About 230 years after the signing of the Constitution, our nation’s leaders are still stuck on a question that has plagued the country from the beginning: Whom should we count in the decennial U.S. Census?
The question 230 years ago was how our federal government would count non-citizens — black slaves whom it deprived of citizenship and humanity. The nation’s founders opted for the Three-Fifths Compromise counting each enslaved human being as three-fifths of a person. The question before us today is if the nation wants to capture data about today’s non-citizens — documented and undocumented immigrants.
The citizenship question compromises the U.S. Census Bureau’s constitutional responsibility to conduct a fair and accurate count of every person living in the United States, placing all American communities at risk of being underrepresented and under resourced — particularly those most likely to be undercounted.
Experts throughout the country believe that the inclusion of the citizenship question in the 2020 Census survey will discourage immigrants and mixed-status families from responding to the questionnaire, leaving large numbers of children and families uncounted. In 2017, the Census Bureau’s own focus group testing of the census questionnaire, immigrant and mixed-status respondents intentionally provided incorrect information about household members, falsified names and left family members off the roster out of fear. It’s not difficult to imagine an undocumented immigrant mother with two children born in Ohio being nervous about filling out the census survey after hearing stories of family separations at our southern border. She would likely react very similarly to any one of us; she would do what is best to protect her family.
Unfortunately, more than 100,000 of Ohio’s children are already at risk of being undercounted because they live in an area that the Census Bureau considers “hard-to-count”— and that’s just children ages 0-4. The 2010 census undercounted more than one million children with Black and Latino children being missed twice as often as White children.

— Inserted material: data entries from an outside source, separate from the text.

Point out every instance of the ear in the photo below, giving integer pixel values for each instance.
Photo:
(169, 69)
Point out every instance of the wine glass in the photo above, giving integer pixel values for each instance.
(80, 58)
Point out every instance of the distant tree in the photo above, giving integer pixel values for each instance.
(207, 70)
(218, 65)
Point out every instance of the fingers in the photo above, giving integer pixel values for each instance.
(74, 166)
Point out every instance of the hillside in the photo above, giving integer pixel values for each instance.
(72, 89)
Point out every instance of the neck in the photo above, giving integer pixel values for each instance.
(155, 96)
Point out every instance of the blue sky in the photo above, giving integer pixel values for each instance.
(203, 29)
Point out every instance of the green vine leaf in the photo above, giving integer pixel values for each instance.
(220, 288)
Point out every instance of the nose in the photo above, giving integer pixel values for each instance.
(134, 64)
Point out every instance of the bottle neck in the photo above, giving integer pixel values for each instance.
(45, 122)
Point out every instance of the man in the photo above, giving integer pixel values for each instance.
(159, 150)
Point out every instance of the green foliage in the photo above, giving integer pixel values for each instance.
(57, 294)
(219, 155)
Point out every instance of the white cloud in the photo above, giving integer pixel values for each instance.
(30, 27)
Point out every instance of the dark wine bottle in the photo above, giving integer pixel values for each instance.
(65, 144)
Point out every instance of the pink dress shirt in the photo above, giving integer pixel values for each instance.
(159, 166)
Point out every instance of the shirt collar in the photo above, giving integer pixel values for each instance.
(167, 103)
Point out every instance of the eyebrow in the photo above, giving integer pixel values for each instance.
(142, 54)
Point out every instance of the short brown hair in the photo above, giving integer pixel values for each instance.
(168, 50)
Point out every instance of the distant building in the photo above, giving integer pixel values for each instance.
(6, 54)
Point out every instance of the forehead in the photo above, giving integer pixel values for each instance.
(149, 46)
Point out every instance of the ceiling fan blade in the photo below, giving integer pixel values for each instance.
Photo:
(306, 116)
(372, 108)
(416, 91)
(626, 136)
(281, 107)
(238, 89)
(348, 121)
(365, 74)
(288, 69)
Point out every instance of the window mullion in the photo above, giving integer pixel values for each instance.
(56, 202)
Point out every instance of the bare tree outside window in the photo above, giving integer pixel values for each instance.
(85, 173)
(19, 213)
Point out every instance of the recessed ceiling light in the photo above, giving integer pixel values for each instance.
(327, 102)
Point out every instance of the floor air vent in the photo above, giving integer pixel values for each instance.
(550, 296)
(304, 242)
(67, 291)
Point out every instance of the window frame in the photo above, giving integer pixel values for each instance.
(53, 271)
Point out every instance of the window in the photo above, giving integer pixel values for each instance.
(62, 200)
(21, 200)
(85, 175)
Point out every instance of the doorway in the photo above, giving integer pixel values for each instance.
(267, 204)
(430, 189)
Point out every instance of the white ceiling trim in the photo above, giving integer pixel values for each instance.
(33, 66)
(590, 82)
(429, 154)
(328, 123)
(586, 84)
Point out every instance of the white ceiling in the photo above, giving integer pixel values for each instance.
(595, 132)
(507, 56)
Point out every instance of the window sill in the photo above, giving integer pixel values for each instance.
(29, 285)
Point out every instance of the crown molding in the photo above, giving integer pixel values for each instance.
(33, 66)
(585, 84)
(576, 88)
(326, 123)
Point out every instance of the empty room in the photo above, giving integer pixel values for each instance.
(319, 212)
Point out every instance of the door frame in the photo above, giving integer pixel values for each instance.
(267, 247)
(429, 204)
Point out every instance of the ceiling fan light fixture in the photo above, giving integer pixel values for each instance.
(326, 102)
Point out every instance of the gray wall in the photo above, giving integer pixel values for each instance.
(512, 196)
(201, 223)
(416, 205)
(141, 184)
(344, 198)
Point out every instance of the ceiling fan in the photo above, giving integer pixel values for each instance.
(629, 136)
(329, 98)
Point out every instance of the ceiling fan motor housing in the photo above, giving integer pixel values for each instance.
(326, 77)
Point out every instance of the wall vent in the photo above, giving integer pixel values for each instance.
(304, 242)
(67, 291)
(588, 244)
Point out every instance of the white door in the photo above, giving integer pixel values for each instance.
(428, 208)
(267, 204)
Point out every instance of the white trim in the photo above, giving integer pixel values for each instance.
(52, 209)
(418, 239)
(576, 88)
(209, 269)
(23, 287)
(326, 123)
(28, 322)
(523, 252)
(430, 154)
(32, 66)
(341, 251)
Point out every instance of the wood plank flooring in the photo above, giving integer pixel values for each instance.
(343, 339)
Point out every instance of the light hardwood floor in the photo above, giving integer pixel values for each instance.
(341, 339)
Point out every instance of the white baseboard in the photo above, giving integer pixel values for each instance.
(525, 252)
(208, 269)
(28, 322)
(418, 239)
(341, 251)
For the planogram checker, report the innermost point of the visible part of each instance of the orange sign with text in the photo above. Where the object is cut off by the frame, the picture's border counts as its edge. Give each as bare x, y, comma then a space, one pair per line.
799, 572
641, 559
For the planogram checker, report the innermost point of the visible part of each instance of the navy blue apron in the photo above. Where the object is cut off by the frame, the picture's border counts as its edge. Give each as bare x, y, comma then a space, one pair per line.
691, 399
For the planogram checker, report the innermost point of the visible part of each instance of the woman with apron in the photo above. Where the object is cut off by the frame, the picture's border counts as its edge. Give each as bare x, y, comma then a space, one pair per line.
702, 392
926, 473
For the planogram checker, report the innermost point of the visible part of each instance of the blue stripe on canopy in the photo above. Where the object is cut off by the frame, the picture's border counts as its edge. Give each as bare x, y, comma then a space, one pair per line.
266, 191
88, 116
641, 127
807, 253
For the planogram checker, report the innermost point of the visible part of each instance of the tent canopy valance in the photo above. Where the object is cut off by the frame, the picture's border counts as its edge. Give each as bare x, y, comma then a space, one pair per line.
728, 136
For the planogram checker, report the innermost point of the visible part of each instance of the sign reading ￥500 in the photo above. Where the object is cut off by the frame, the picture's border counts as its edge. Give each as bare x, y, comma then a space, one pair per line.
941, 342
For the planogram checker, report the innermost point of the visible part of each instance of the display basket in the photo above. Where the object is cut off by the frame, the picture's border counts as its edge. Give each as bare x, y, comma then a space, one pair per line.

Many of Ohio’s “hard-to-count” communities house large immigrant and young child populations who will be at an even higher risk of being underrepresented because of the citizenship question.
The citizenship question places all of Ohio’s communities in danger of losing funding, accurate data for decision-making and political representation.
In 2016, Ohio received $5.4 billion in federal funding for the top 10 services benefiting our children including funding for Medicaid, the State Children’s Health Insurance Program (S-CHIP), foster care programs, and school breakfast and lunch programs. Funding for all these programs depend on census data. An inaccurate census could mean losses to critical programs like Head Start, which provides high-quality child care allowing parents in urban and rural communities to go to work knowing that their children are in a safe and caring environment. For example, last month, the closure of a migrant Head Start made local headlines as fears spread throughout the community that parents, who did migrant farm work in the area, would miss work because they had no place to take their children for childcare.
An inaccurate count means inaccurate data and decision-making in Ohio’s communities. State and community leaders use census data to allocate resources for community needs like education, assistance for veterans, hospitals, and transportation. Businesses and entrepreneurs use census data to make critical decisions about where to locate plants and stores, hiring and customer needs. Without an accurate count, our communities’ businesses and services are compromised.
Finally, accurate census data is the lifeblood of our democracy. An incomplete count could mean a loss of representation at the federal level. Based on population projections, Ohio is at risk of losing a seat in the U.S. House of Representatives. A full and accurate count may be our only hope for maintaining all 16 of our seats.
As we return to the question of how we count and value every person in our state, and more broadly, in our nation, let’s leave a better legacy than the founders’ Three-Fifths Compromise. All people — citizen and noncitizen — are valuable and represent the future of our state and our nation. A society is measured by how we treat our most vulnerable and it’s not too late to make sure that every child, every family, and every person counts.